What steps is TAE Aerospace taking?
A 100% Australian owned company, TAE has taken significant steps over the last five years to enhance current and future capability in priority areas. It has established Australia’s Centre of Excellence for Defence Propulsion MRO for multiple Defence engines – a facility designed to scale up capacity and take on new platforms as Defence requires. It is working to integrate Land and Aerospace Platform SICPs and leverage the many synergies between them. Alongside its MRO work, TAE is innovating in the area of data analytics, using data captured through HUMS on tank engines to improve engine performance.

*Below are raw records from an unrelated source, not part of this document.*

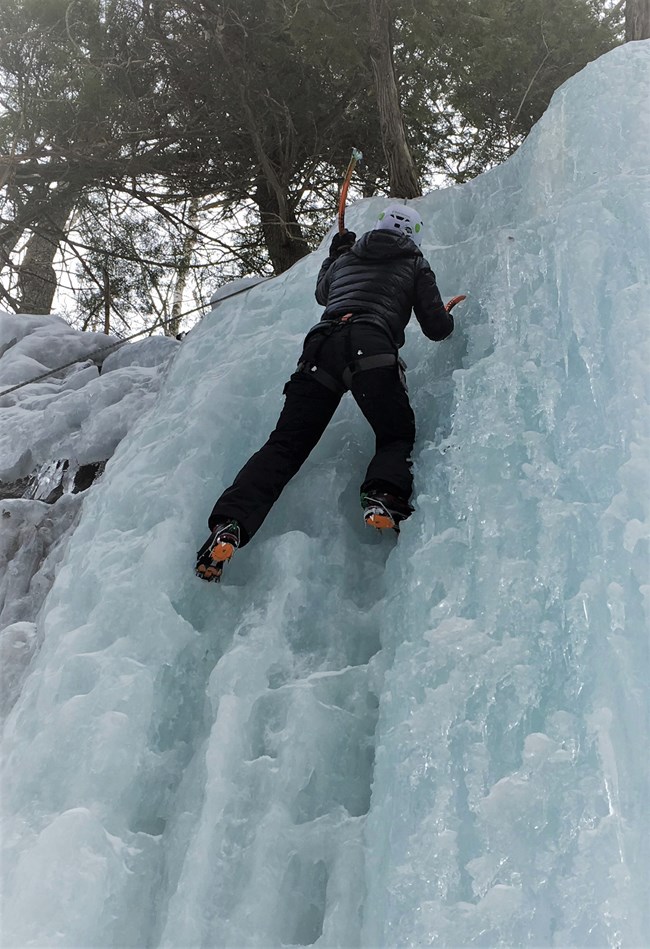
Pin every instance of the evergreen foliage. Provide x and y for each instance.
(247, 111)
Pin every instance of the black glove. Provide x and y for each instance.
(342, 243)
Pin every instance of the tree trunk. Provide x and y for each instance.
(36, 277)
(637, 20)
(282, 235)
(402, 174)
(173, 327)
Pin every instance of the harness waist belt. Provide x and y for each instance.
(380, 361)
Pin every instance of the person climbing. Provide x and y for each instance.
(369, 288)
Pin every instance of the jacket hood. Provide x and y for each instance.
(380, 244)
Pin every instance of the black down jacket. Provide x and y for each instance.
(384, 276)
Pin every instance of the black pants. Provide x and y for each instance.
(309, 405)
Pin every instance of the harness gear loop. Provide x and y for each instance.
(353, 365)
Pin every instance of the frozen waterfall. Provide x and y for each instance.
(352, 742)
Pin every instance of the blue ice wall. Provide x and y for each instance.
(353, 742)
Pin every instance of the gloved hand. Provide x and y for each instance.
(342, 242)
(454, 300)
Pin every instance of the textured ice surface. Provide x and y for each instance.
(50, 430)
(352, 742)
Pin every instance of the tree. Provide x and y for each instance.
(637, 20)
(402, 173)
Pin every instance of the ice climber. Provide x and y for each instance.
(368, 288)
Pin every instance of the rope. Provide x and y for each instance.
(106, 349)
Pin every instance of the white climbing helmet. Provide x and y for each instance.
(398, 217)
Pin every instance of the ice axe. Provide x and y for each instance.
(356, 156)
(454, 300)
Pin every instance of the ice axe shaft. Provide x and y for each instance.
(454, 300)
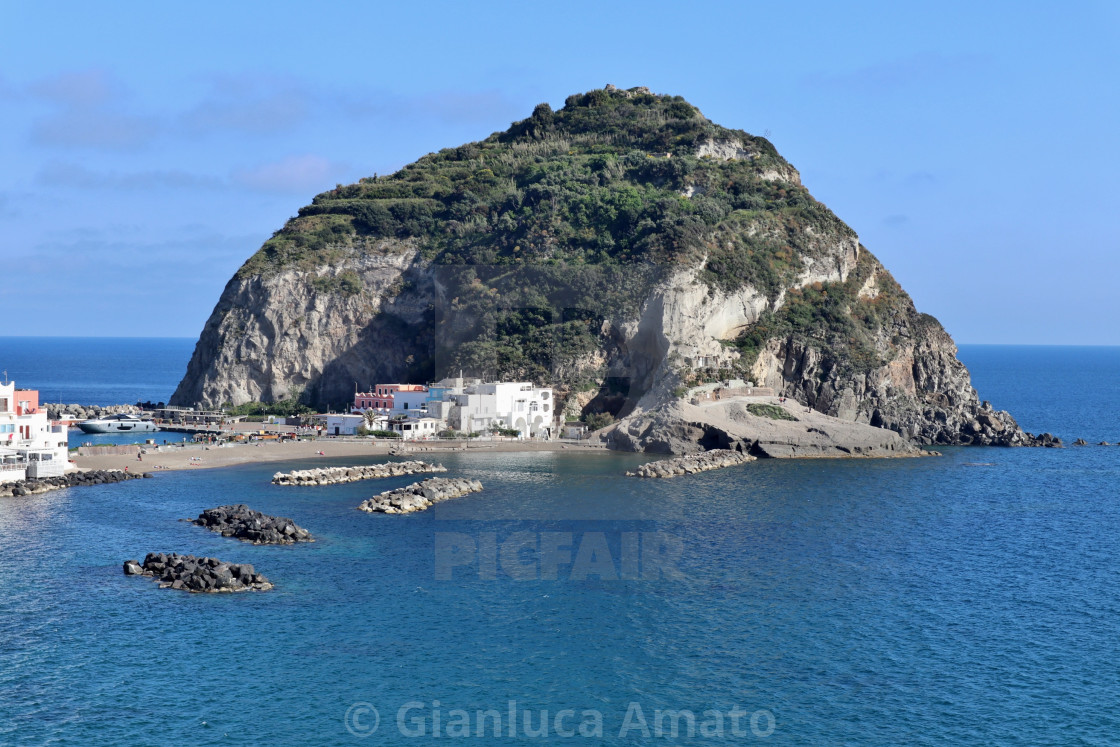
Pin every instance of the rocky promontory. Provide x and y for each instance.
(197, 575)
(692, 464)
(727, 268)
(742, 426)
(70, 479)
(243, 523)
(336, 475)
(421, 495)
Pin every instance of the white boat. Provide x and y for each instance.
(121, 423)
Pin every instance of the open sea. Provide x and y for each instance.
(969, 599)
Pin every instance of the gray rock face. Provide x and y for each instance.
(682, 428)
(336, 475)
(299, 332)
(243, 523)
(70, 479)
(197, 575)
(923, 393)
(421, 495)
(692, 464)
(365, 309)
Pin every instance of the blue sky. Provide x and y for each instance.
(148, 149)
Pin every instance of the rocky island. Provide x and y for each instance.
(623, 249)
(419, 496)
(197, 575)
(243, 523)
(336, 475)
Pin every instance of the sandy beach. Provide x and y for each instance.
(205, 457)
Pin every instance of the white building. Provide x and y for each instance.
(30, 446)
(417, 428)
(343, 425)
(518, 405)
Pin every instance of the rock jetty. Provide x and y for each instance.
(691, 464)
(243, 523)
(336, 475)
(419, 496)
(70, 479)
(197, 575)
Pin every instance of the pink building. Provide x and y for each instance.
(384, 397)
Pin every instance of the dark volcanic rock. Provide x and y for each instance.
(197, 575)
(691, 464)
(335, 475)
(70, 479)
(243, 523)
(419, 496)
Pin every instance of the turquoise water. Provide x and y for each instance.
(98, 370)
(966, 599)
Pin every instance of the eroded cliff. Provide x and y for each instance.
(622, 249)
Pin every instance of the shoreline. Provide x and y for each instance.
(168, 458)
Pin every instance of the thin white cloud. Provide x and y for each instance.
(78, 177)
(296, 174)
(77, 89)
(894, 74)
(253, 104)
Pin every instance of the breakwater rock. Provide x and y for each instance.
(691, 464)
(421, 495)
(70, 479)
(243, 523)
(335, 475)
(197, 575)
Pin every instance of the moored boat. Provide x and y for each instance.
(119, 423)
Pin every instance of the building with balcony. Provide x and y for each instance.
(30, 445)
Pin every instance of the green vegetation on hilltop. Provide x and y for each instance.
(772, 411)
(600, 181)
(566, 220)
(283, 408)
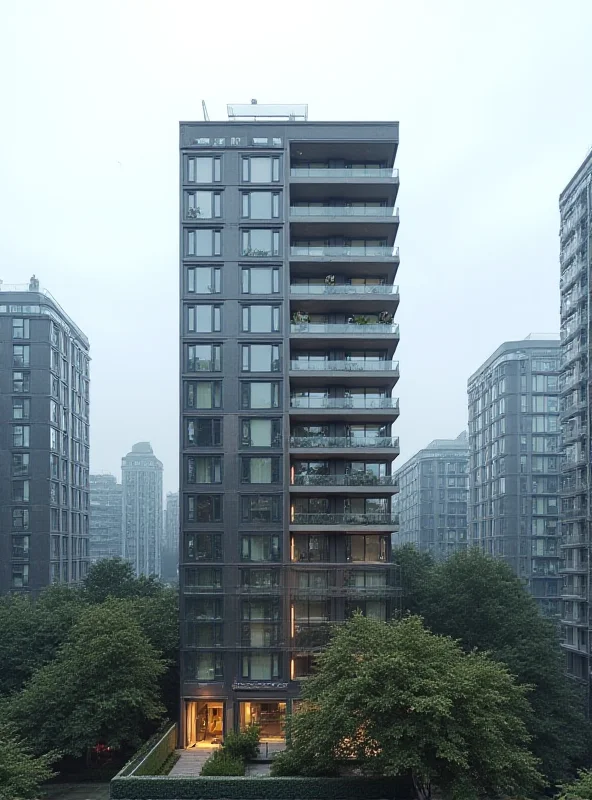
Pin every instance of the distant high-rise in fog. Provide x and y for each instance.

TAE recognises that in-country capability does not equal full sovereignty, however. For example, TAE’s close relationships with engine OEMs allow access to IP and data for MRO work, but there is a weak link in Australia’s supply chain when it comes to manufacturing critical propulsion components. These vital engine parts are only manufactured in a small number of US plants, often with long lead times.
To address the shortfalls in self-reliance, TAE is looking at each ‘gate’ in its propulsion MRO process to determine where it has 100% capability in Australia, where it needs to invest in new capability or stock holding, and where to look for a different solution. One option is to strengthen regional supply chains; another is to explore potential for the AUKUS alliance to share IP beyond submarines to include mission critical aerospace parts. IP transfer could be sought to manufacture these parts in Australia, along with a commitment to train local companies in how to do the work.
For sovereign Australian companies, creating a plan to move toward full sovereignty on priority capabilities is essential. A reasoned and measurable plan, endorsed by Defence and shared with Government, will help determine Australia’s priorities for future investment. By this approach we can quicken our collective pace toward the highest degree of self-reliance possible for Australia’s defence industry. Only then can we ensure Defence has sustained access to mission critical capabilities in an increasingly uncertain future.